All other dentoalveolar parameters showed no significant inter-group differences. Soft tissue measurement changes in the upper lip with S line and lower lip with S line were not significantly different in both the groups.

Limitation

  • Although the sample size was adequate to detect clinically relevant differences, larger multicenter studies are required to improve generalizability. Imaging constraints – twodimensional lateral cephalograms cannot capture transverse or threedimensional skeletal adaptations.

  • Different methods of salivary enzyme assessment give different results regarding the activity of the enzymes. Again, the sexual dimorphism and ethnic variation also play an important role in total salivary ALP. Hence, there is a need for further research in this field with a standardized protocol at various geographic locations. The salivary levels of different enzymes are comparatively lesser than serum levels.

  • Although sex distribution differed numerically between groups, the difference did not reach statistical significance. Nevertheless, residual confounding related to sexual dimorphism during pubertal growth cannot be entirely excluded.

  • Baseline periodontal indices (plaque index and gingival index) were not recorded; therefore, the influence of subclinical gingival inflammation on salivary ALP levels cannot be completely ruled out.

CONCLUSION

  • With single-step twin block therapy, mean salivary ALP levels increased steadily from baseline to the third month, followed by a slight descent up to 6th month of treatment.
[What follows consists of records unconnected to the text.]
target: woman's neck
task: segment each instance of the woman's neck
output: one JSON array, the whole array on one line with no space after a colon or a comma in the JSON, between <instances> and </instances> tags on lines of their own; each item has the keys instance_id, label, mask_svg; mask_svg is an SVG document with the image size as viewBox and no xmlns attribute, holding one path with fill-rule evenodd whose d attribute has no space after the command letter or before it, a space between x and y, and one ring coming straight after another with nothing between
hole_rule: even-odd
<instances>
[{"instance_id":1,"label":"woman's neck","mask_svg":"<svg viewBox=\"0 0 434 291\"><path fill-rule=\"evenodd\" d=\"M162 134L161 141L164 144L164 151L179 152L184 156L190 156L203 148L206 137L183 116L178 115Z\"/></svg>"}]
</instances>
  • In the two-step twin block protocol, where the second mandibular advancement was applied at the third month, salivary ALP levels reached their highest point in 4th month.

  • These findings indicate that while the two-step protocol elicited a slightly stronger and more sustained ALP response, the differences were not sufficient to demonstrate statistical superiority over the one-step protocol within the observed sample.

  • Overall, the pattern of skeletal and dental outcomes indicates that the two-step advancement protocol delivers greater skeletal correction while producing fewer dentoalveolar changes than the single-step approach.

Ethical approval:

The research/study was approved by the Institutional Review Board at MUHS, approval number MUHS/PG-T/E2/09/23/2023, dated 23rd March 2023. CTR number: CTRI/2024/04/066030.

Declaration of patient consent:

The authors certify that they have obtained all appropriate patient consent forms. In the form, the patients have given their consent for their images and other clinical information to be reported in the journal. The patients understand that their names and initials will not be published and due efforts will be made to conceal their identity, but anonymity cannot be guaranteed.

Conflicts of interest:

There are no conflicts of interest.

Use of artificial intelligence (AI)-assisted technology for manuscript preparation:

The authors confirm that there was no use of artificial intelligence (AI)-assisted technology for assisting in the writing or editing of the manuscript and no images were manipulated using AI.

Financial support and sponsorship: Nil.